Angular Videoconference app

Over recent years, and expecially through the pandemic, we’ve seen a large number of new apps launch featuring video rooms. In this guide, we’ll show how to create your own angular webapp with a videoroom component. We assume you’re reasonably comfortable working with the Angular CLI and have installed Docker on your local dev machine.

Janus WebRTC Server

Any video conference app requires backend support. We’ll use the Janus WebRTC Server. You can do a lot with janus, but we’re just going to use the videoroom plugin. The videoroom plugin implements a Selective Forwarding Unit (SFU), which is a common approach to implementing a video conference with multiple attendees.

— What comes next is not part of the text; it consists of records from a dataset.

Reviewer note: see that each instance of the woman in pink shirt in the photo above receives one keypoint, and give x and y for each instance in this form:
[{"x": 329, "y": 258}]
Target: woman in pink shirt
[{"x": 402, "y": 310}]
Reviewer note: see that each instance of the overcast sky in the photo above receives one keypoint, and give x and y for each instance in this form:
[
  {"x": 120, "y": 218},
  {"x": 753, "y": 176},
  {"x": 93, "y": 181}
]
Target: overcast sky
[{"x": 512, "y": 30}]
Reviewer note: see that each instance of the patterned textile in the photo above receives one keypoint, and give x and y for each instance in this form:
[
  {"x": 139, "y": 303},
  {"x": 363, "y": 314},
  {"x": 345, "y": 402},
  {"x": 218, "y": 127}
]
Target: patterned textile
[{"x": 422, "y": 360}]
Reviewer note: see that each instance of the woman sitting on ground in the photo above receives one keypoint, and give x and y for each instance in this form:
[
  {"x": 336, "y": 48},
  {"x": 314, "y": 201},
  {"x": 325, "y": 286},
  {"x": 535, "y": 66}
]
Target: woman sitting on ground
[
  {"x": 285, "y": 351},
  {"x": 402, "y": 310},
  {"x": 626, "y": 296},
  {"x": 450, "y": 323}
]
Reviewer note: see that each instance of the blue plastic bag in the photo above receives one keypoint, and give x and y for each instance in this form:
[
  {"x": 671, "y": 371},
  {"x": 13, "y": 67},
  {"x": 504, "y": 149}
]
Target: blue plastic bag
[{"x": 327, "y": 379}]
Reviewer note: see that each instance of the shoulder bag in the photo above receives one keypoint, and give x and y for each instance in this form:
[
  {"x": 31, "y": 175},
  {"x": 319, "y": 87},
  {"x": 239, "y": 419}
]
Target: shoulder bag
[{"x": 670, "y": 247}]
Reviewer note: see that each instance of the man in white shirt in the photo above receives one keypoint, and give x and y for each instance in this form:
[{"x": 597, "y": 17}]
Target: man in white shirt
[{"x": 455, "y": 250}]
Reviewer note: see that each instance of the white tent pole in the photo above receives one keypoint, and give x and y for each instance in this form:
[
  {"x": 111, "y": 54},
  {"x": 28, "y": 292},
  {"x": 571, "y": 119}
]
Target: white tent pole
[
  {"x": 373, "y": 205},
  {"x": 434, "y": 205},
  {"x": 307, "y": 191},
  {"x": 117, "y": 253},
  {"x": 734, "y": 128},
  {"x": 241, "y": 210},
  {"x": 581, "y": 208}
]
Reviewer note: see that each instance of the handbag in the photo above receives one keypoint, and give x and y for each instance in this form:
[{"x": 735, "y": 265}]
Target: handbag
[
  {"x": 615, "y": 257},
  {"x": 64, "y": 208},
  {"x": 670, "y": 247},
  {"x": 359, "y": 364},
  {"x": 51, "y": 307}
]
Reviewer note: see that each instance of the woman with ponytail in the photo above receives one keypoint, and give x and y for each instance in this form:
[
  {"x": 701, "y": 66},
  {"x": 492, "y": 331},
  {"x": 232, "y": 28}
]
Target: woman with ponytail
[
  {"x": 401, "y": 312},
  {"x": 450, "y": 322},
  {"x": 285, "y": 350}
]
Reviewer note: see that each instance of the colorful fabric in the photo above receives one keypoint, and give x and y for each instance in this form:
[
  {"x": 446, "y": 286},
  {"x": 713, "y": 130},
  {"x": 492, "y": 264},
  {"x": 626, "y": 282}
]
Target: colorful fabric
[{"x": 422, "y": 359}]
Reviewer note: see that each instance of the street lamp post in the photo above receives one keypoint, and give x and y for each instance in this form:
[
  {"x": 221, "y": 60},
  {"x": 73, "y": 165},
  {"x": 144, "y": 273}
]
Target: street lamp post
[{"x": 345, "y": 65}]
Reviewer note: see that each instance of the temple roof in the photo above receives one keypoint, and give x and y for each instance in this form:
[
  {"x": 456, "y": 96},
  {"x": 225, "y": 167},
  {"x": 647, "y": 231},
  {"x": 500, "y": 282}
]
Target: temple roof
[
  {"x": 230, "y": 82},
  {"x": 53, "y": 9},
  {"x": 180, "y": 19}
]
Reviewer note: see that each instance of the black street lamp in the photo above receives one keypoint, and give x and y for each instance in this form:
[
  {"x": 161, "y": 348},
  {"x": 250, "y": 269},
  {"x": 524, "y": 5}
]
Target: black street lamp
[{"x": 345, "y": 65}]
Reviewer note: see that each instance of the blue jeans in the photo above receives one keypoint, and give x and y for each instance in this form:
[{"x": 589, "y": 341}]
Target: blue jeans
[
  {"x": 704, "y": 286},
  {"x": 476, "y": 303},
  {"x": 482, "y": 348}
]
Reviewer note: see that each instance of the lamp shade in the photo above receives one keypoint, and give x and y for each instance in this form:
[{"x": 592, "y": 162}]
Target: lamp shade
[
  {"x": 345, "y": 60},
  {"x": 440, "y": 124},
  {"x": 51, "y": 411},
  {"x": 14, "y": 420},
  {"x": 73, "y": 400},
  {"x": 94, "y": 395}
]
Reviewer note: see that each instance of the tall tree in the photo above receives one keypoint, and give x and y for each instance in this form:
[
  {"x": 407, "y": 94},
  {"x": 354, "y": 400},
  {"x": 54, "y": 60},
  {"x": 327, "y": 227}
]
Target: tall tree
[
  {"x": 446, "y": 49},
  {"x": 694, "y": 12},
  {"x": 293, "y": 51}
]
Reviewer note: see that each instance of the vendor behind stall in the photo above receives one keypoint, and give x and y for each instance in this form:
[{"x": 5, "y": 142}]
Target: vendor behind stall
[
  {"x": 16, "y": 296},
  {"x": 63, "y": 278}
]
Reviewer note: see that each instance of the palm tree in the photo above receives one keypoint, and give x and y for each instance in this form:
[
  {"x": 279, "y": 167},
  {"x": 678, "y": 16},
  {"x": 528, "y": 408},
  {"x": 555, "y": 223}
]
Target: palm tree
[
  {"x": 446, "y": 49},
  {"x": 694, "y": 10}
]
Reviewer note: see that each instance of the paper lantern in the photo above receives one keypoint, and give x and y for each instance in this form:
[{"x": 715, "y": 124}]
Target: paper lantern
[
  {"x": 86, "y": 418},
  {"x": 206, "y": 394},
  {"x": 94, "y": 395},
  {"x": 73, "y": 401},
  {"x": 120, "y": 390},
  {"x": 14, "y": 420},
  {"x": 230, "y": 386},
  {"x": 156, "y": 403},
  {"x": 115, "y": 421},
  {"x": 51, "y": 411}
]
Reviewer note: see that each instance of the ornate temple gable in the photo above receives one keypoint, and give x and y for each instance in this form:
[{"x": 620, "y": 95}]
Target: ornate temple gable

We’ll use a public docker image to run janus locally (thanks to canyan.io for maintaining this image). Run the following command to launch janus in a local docker container.

docker run --network host canyan/janus-gateway

Angular App

Start a vanilla angular app. We don’t need routing and it doesn’t matter what stylesheet format you choose.

ng new videoroom-demo
cd videoroom-demo

janus-angular

We use the janus-angular package for communicating with the Janus SFU. Install the package and all dependencies

yarn add janus-angular moment @ngrx/component-store webrtc-adapter

Next, You’ll need to make some minor edits. The embedded gist includes source code for these edits (this won’t work stackblitz because you need a locally running janus gateway).

  • app.module.ts import JanusModule
  • app.component.html link in the janus-videoroom component
  • app.component.ts include janus configuration variables
  • app.component.scss style the component so the janus-videoroom component takes up the full window

Next Steps

There are many more features of janus-angular that you can play with on the front end. There is a sample app here that shows off more of the features. Additionally, you can use janus for much more than just a video room. For example, you can use the videoroom plugin’s RTP forwarding to send a live video stream to an arbitrary RTP backend. You could use this to, e.g, make a clone of YouTube live.